One need only look at the structural stratightjacket and eternal high costs built into the over-regulated and underperforming public education system to see the consequences of violating the rule of always regulating and negotiating on behalf of the public with an eye towards increasing competition. There are today too many similar situations to count, and every one is a similar drag on real freedom, progress and prosperity.
One of the changes that took place in 1999 was a repeal of Glass-Steagall, the rule that banks and investment houses remain separate.
That is, banks could not do risky investments that could jeopardize their financial holdings.
Also, at nearly the same time, credit standards were relaxed so that much riskier mortgages and financial instruments became allowed. Finally, the rating agencies looked the other way. Everyone in those industries made money until the bubble burst.
I tend to think it would be a wise move to reinstitute some kind of Glass-Steagall/Paul Volcker Rule that worked so well for so many years. It helped to keep banks from becoming "too big too fail". We cannot afford another big bank bailout as I think you mentioned.
In the end nothing will work if people are not trustworthy and honest in both their personal lives, business lives and with the willingness
to (as you put it) "help others".
You appear to be confused: Hayek's acolytes sent the money to the top and crashed the economy sending the country down the road to serfdom.

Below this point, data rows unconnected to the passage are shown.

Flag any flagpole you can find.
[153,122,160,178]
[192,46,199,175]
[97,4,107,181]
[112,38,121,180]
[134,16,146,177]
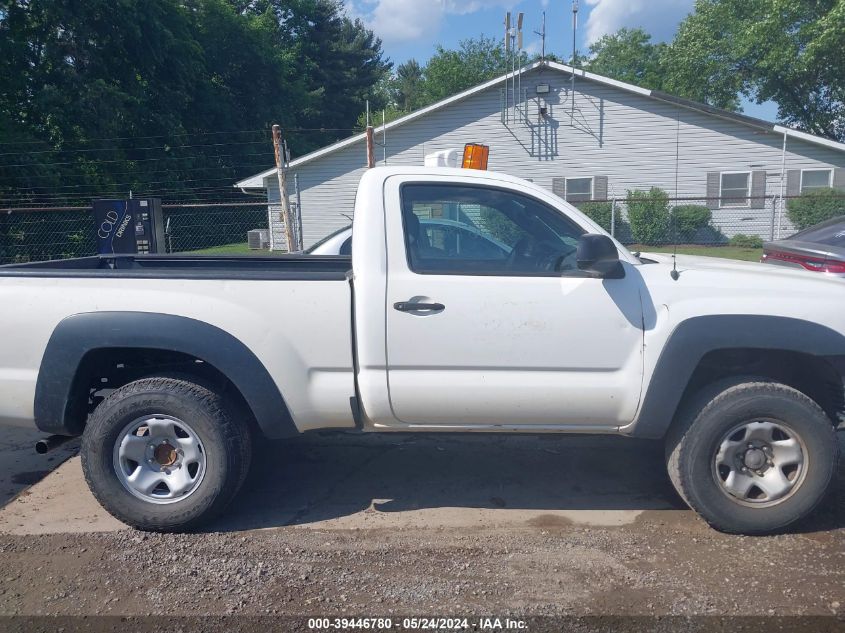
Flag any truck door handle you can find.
[393,301,446,312]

If Hayek's well-documented chumminess with Pinochet and Salazar is any guide, Hayek much preferred the rule of law as set down by dictators over the rule of law of democratic electorates.
Hits the nail squarely on the head! Too bad economic wisdom is in such short supply these days...

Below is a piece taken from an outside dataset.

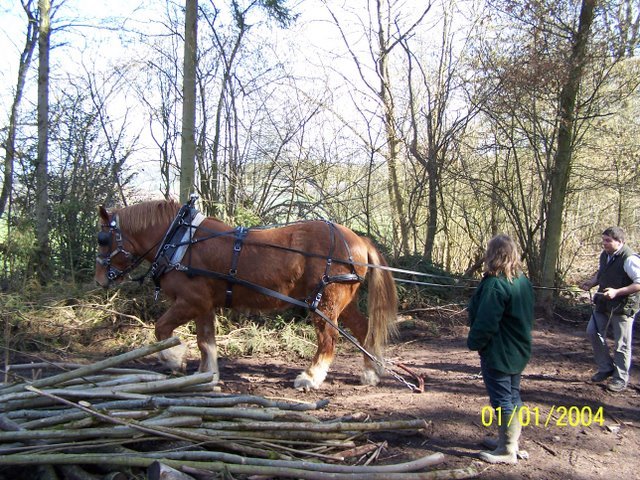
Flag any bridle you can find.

The essay is thoughtful and accurate in detail. I am a fan of Hayak and Friedman.
Both economists understood how the market functioned to give maximum and responsible freedom to individuals who make their choices, not choices dictated by some distant bureaucrat or political figure.

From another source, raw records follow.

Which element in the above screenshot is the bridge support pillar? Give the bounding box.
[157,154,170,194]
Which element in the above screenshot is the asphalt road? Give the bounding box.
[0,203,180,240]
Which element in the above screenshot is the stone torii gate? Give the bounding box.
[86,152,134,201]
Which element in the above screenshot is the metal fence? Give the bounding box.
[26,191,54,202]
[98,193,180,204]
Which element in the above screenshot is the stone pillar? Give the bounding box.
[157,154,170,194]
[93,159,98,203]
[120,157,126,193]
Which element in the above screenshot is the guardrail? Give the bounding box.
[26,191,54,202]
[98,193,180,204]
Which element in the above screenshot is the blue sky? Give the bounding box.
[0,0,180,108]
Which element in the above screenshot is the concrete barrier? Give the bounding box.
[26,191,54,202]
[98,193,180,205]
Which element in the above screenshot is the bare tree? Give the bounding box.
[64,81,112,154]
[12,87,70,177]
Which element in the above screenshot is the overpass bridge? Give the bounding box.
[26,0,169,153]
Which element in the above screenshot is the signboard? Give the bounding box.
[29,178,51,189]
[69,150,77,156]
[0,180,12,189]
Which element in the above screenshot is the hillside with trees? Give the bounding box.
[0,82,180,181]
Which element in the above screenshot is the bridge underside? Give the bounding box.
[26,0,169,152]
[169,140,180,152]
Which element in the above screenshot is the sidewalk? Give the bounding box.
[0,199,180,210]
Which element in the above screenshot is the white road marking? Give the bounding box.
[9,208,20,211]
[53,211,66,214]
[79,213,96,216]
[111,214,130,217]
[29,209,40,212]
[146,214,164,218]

Political figures, as we have, and throw in the Wall Street crowd and its running buddies in Washington and the promoters of crony "capitalism," are driven by personality disorders that qualify them for the 1% of the population that ought to be watched carefully for signs of significant mental disturbance.
They should not be trusted with public office or corporate leadership, as they are men [and women] who lack a conscience.
In spite of the havoc wrought by the toxic and fraud of the mortgages that were cleverly package and exploded in America and in Europe in 2007, the axis of evil in Washington and its Wall Street ATM Club are still not inclinded to admit they were involved and essentially thieves.
Unless we discover some healthy minded leadership for government and also for banks and Wall Street and business, the boat of personal freedom and liberty will sink, as it is listing even now.
The article was well written and well received but you forget one important thing: in order to achieve
everything you point out you must have intelligent
leaders; those that have the benefits of the majority in mind.
We have never had them...and when we did, they were ostracized, left behind and forgotten.